Emery A E
Medical School, University of Edinburgh, Scotland.
Prog Clin Biol Res. 1989;306:15-28.
X-linked DMD is a serious condition characterized by progressive muscle wasting and weakness and death ensues in the late teens or early twenties. There is considerable clinical variability even within families and some suggestions of genetic heterogeneity. Though skeletal muscle is primarily involved, other tissues are also affected including cardiac and smooth muscle. Other abnormalities include mental retardation, thymus hyperplasia and possibly certain endocrinological changes. The responsible locus is at Xp21 and the gene product is a very large protein (dystrophin) which is normally localised to muscle cell membranes. It is hypothesised that its absence in DMD may result in instability of the muscle cell membrane with resultant ingress of calcium, an increase in intracellular calcium, and cell death. An understanding of this pathway is important in devising an effective treatment.
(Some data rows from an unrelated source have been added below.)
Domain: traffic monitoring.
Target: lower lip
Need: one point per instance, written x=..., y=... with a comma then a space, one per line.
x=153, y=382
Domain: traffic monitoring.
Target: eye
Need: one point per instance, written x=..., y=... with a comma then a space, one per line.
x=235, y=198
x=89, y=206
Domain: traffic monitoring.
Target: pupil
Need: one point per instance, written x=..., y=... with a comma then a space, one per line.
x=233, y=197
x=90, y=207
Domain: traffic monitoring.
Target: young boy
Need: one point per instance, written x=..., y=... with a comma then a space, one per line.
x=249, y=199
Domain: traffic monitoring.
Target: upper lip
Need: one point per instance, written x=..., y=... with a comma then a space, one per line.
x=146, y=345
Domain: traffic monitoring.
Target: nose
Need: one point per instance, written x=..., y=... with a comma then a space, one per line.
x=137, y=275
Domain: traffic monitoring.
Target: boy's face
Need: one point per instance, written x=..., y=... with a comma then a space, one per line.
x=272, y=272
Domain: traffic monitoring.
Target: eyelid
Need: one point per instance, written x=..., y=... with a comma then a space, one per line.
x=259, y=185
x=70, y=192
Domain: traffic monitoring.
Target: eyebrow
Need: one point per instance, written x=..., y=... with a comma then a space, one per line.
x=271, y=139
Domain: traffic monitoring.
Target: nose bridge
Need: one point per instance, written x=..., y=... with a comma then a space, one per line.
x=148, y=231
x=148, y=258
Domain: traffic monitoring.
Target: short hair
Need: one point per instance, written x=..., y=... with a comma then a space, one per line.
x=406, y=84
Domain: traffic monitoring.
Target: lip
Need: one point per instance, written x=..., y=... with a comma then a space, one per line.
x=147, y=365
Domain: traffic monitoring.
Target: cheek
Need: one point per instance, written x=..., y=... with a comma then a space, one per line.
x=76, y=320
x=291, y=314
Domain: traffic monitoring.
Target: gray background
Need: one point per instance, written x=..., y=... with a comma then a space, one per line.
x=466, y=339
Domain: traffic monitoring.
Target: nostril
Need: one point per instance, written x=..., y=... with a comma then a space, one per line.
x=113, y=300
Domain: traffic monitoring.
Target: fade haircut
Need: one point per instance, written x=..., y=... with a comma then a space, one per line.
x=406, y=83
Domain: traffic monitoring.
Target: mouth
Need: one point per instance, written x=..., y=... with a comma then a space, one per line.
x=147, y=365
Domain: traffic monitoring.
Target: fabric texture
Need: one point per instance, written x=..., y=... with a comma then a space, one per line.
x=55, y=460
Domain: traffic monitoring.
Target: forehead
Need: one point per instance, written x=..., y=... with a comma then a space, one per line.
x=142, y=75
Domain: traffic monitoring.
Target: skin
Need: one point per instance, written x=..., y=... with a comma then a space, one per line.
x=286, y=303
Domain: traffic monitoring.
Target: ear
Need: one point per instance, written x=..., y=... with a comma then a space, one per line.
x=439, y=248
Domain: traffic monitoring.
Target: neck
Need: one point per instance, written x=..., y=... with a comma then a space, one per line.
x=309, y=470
X连锁型杜氏肌营养不良症是一种严重病症,其特征为进行性肌肉萎缩和无力,患者多在十几岁后期或二十岁出头死亡。即使在同一家族中,临床症状也存在很大差异,这提示存在基因异质性。虽然主要受累的是骨骼肌,但其他组织也会受到影响,包括心肌和平滑肌。其他异常情况包括智力迟钝、胸腺增生以及可能的某些内分泌变化。致病基因位点位于Xp21,基因产物是一种非常大的蛋白质(抗肌萎缩蛋白),正常情况下定位于肌肉细胞膜。据推测,杜氏肌营养不良症患者体内缺乏该蛋白可能导致肌肉细胞膜不稳定,进而使钙内流,细胞内钙含量增加,最终导致细胞死亡。了解这一途径对于设计有效的治疗方法很重要。